The forest fires have resulted in the closing of 77 schools in the West Coast Division with effect to health with the increase in respiratory related illness. In addition, 3,000 hectares of Binsuluk Forest Reserve and almost 10,000 hectares of alienated lands have been destroyed in eight districts including Keningau, Beaufort and Sook being the most affected. While the fires in the Trusmadi Forest Reserve destroyed some 660 hectares.

== Responses ==
Sabah Chief Minister Musa Aman has directed any relevant authorities to remain vigilant to any emergency situation while reminding the public to stop any open burning that would worsen the situation and to limit their outdoor activities during the haze. Firefighters from Sabah, Sarawak and Labuan branch of Malaysian Fire and Rescue Department have been instructed to combat the fire. After seeing the condition, firefighters decided to use aerial firefighting beside fighting it in the ground using nearby water sources. The haze also made the Sabah state government urging the Ministry of Science, Technology and Innovation for cloud seeding as air quality continued to be worsened. Replying to the request, The Malaysian Meteorological Department (MetMalaysia) begun cloud seeding operation on 7 April using the Royal Malaysian Air Force (RMAF) aircraft which been departed from Labuan Base.

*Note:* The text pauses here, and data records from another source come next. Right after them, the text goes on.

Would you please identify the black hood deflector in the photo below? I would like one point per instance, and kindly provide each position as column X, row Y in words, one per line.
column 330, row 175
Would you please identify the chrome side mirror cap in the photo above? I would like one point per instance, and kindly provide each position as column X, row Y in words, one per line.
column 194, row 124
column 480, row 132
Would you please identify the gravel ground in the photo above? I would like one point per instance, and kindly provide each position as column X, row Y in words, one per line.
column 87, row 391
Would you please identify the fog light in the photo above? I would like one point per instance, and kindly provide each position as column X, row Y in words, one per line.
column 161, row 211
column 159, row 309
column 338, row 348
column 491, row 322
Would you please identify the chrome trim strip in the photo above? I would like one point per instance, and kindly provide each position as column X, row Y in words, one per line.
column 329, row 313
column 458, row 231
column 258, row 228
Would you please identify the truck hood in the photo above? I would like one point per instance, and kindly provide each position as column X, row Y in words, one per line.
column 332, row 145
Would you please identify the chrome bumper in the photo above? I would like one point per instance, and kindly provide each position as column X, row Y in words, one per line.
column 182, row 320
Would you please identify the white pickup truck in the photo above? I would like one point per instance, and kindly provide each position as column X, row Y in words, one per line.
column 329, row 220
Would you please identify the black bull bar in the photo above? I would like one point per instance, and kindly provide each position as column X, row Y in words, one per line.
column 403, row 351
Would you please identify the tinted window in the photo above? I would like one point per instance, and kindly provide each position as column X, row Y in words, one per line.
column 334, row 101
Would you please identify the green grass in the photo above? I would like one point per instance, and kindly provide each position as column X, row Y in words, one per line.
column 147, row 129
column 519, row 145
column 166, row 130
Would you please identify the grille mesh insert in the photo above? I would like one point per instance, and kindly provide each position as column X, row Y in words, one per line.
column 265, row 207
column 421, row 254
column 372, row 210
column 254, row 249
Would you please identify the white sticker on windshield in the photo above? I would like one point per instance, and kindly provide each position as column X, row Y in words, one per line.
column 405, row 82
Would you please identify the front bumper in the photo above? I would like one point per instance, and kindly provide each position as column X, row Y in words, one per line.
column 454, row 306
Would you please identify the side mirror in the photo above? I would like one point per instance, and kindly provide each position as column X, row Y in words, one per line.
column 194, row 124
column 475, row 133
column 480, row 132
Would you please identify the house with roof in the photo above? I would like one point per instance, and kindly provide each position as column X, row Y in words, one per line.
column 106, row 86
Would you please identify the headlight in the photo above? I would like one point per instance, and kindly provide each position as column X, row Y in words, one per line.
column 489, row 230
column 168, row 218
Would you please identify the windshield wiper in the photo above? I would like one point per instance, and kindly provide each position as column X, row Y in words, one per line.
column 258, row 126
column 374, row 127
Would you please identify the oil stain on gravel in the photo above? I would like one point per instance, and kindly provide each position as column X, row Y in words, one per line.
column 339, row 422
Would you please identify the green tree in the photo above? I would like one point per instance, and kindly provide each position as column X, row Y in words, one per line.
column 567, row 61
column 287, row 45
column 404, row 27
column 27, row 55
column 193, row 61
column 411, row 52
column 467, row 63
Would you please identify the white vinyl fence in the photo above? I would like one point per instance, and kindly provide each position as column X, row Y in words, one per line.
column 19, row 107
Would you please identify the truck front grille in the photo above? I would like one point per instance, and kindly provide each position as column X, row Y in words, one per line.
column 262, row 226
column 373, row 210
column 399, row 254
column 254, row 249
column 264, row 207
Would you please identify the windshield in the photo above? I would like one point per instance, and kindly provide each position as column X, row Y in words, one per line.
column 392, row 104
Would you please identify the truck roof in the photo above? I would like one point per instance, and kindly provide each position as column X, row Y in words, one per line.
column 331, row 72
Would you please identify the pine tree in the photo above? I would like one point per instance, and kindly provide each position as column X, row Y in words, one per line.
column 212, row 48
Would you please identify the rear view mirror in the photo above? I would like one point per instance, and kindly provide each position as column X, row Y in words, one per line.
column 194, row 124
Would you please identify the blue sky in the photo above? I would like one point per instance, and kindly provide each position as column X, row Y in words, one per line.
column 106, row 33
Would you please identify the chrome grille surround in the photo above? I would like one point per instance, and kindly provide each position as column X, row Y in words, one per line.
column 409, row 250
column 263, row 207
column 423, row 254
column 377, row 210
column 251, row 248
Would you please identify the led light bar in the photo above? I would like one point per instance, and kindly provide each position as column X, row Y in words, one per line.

On 9 April, the Minister of Science, Technology and Innovation Madius Tangau said more rain will be expected to come to Sabah and any further cloud seeding are not necessary as a cloud seeding operation had earlier been carried out using the RMAF aircraft but only managed to trigger rain for 30 minutes as there was insufficient towering cumulus. As of 12 April, Sabah Meteorological acting director Lim Ze Hui stated that "most areas in Sabah have received rains with the setting in of the inter-monsoon over the weekend".

== Aftermath ==
All schools were reopened on 6 April. The fires was fully recovered on 3 April with firefighters took eight days to put out, while haze fully disappeared on 13 April. After the forest fires, the Minister of Science, Technology and Innovation Madius Tangau has present his solution on the issues to prevent it from recurring in the future as "prevention is much better than to cure". As an appreciation to all firefighters involved in the operation, the Malaysian main private media company, Media Prima has presented a total of RM26,000 aid.